[oops, wrong from, resent...]
The culprit I found is "bgwriter", which is basically doing nothing to
prevent the coming checkpoint IO storm, even though there would be ample
time to write the accumulating dirty pages so that checkpoint would find a
clean field and pass in a blink. Indeed, at the end of the 500 seconds
throttled test, "pg_stat_bgwriter" says:
Are you doing pg_stat_reset_shared('bgwriter') after running pgbench -i?
Yes, I did.
You don't want your steady state stats polluted by the bulk load.

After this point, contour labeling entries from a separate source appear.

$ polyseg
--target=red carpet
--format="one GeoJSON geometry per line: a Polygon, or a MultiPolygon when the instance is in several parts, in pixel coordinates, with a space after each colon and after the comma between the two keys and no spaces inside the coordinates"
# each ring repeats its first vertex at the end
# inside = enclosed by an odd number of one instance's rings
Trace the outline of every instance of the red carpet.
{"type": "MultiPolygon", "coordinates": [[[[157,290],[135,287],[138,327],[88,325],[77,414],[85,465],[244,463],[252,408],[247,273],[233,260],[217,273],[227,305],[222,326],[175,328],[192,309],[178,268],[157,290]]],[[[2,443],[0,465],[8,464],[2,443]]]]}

buffers_checkpoint = 19046
buffers_clean = 2995
Out of curiosity, what does buffers_backend show?
buffers_backend = 157
In any event, this almost certainly is a red herring.
Possibly. It is pretty easy to reproduce, though.
Whichever of the three ways are being used to write out the buffers, it
is the checkpointer that is responsible for fsyncing them, and that is
where your drama is almost certainly occurring. Writing out with one
path rather than a different isn't going to change things, unless you
change the fsync.
Well, I agree partially. ISTM that the OS does not need to wait for fsync
to start writing pages if it is receiving one minute of buffer writes at
50 writes per second, I would have thought that some scheduler should
start handling the flow before fsync... So I thought that if bgwriter was
to write the buffers is would help, but maybe there is a better way.
Also, are you familiar with checkpoint_completion_target, and what is it
The default 0.5. Moving to 0.9 seems to worsen the situation.